What does it mean when I say I work as a contemplative psychotherapist? If you’re a current client of mine, or considering becoming a client, this is a fundamental question-what exactly is going on in the office, and how can it help me?
What is it? Contemplative psychotherapy is defined as the cross over between traditional psychotherapy techniques, mindfulness and meditation techniques, and buddhist psychology. This post is meant as an overview about how I came to this method, but future posts will include more in-depth discussion of how I work in these three fundamental contemplative areas.
The professional answer:
My work as a contemplative therapist began at the beginning of private practice, by studying and completing the two year post graduate course at the Nalanada Institute in New York City. This study work consisted of two years of contemplative work, retreats with faculty and students, and a wide variety of guest teachers from the fields of psychology, psychotherapy, and buddhist scholars and practitioners. It was at the Nalanda Institute that I was introduced to the practice of ACT-Acceptance and Commitment Therapy. This specific method of working with clients spoke directly to my own personal experience with therapy and meditation, and I began to extensively train in this method as a result of my training at Nalanda. For a more in-depth definition of ACT and it’s roots, see the website for the Association for Contexual Behavioral Science.
The Personal Answer:
Meditation: I began my own meditation practice in the early 90’s, and became a practicing buddhist myself around 2000. Meditation began as an adjunct to Yoga, but I began to experience the benefits of meditation, and became more interested in the buddhist traditions as a result. I read my first buddhist book, Awakening the Buddha Within , and I was hooked. I have attended several silent retreats, become a meditation teacher with the Foundation for Active Compassion,and can attest personally to the benefits of meditation and compassion practices. More on this later.

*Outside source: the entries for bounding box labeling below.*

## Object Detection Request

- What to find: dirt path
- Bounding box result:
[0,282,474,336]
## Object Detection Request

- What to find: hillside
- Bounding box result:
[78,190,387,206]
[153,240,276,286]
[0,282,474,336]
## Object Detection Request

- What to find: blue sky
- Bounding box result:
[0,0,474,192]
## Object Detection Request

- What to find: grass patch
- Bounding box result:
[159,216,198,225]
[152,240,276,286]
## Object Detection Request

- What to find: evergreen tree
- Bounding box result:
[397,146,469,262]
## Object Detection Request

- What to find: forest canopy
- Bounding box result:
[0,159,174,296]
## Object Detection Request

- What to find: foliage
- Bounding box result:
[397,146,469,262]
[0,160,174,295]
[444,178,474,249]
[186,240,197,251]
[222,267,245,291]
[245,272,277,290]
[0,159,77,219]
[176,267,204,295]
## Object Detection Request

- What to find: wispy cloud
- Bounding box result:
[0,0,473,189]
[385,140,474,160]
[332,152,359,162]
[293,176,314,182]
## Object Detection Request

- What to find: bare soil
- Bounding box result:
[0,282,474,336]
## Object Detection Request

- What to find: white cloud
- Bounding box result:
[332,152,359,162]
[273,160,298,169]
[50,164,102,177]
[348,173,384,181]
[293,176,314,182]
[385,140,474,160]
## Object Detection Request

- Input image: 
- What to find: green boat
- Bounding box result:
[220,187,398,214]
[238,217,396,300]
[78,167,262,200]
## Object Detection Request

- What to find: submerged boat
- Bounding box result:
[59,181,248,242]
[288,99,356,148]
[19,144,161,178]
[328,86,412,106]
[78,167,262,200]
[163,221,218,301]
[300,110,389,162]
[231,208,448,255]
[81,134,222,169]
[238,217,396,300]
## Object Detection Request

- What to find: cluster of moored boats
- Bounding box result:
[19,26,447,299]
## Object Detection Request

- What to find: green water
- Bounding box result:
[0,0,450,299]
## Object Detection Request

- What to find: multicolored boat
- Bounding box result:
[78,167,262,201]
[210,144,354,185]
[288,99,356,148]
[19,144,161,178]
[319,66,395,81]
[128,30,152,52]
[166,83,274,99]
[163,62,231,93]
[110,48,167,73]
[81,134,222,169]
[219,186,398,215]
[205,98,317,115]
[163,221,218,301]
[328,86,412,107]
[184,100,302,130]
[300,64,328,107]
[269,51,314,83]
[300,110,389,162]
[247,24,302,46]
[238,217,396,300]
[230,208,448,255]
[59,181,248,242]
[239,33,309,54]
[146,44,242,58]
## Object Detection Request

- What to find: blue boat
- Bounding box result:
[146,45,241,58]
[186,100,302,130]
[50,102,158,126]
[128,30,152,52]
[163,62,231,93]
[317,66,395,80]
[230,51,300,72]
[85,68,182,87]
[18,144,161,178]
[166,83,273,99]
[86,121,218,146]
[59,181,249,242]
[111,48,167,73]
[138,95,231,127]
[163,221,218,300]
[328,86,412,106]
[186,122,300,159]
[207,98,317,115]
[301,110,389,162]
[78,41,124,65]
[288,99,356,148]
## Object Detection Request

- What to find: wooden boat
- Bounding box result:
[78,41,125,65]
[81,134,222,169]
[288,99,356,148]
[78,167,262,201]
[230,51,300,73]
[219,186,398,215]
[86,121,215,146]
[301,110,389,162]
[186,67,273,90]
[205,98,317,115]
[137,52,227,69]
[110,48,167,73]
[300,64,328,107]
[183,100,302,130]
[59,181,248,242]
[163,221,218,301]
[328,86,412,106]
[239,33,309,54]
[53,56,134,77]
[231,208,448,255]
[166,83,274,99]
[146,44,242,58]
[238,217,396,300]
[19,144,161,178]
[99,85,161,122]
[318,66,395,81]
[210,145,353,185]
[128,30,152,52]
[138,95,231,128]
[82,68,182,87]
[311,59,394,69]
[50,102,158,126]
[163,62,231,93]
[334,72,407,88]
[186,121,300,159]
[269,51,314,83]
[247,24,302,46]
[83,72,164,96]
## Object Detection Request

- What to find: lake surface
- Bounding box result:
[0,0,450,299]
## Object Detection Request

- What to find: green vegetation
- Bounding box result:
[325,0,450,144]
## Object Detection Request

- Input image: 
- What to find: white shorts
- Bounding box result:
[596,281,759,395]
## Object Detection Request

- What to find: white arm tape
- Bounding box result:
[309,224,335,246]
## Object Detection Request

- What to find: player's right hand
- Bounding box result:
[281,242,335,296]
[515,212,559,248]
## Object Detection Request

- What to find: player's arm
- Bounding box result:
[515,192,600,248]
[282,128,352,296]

I’ve always said without reservation that I really began my work as a psychotherapist by being a satisfied customer of psychotherapy myself. I entered my own therapy in 1994, and my therapist at the time, Marjorie Dubrow, embodied what I see now as the essence of ACT, contemplative psychotherapy, and mindfulness and compassion training-she sat with me, and witnessed while I sorted out my own life and choices-without judgement, criticism, harsh advise, or abandonment, and with a veneer of empathy and compassion that was visible and felt. Margery embodied in mind and spirit the fruits of compassion-and it helped me immeasurably. So much so that I decided to try to offer this to others.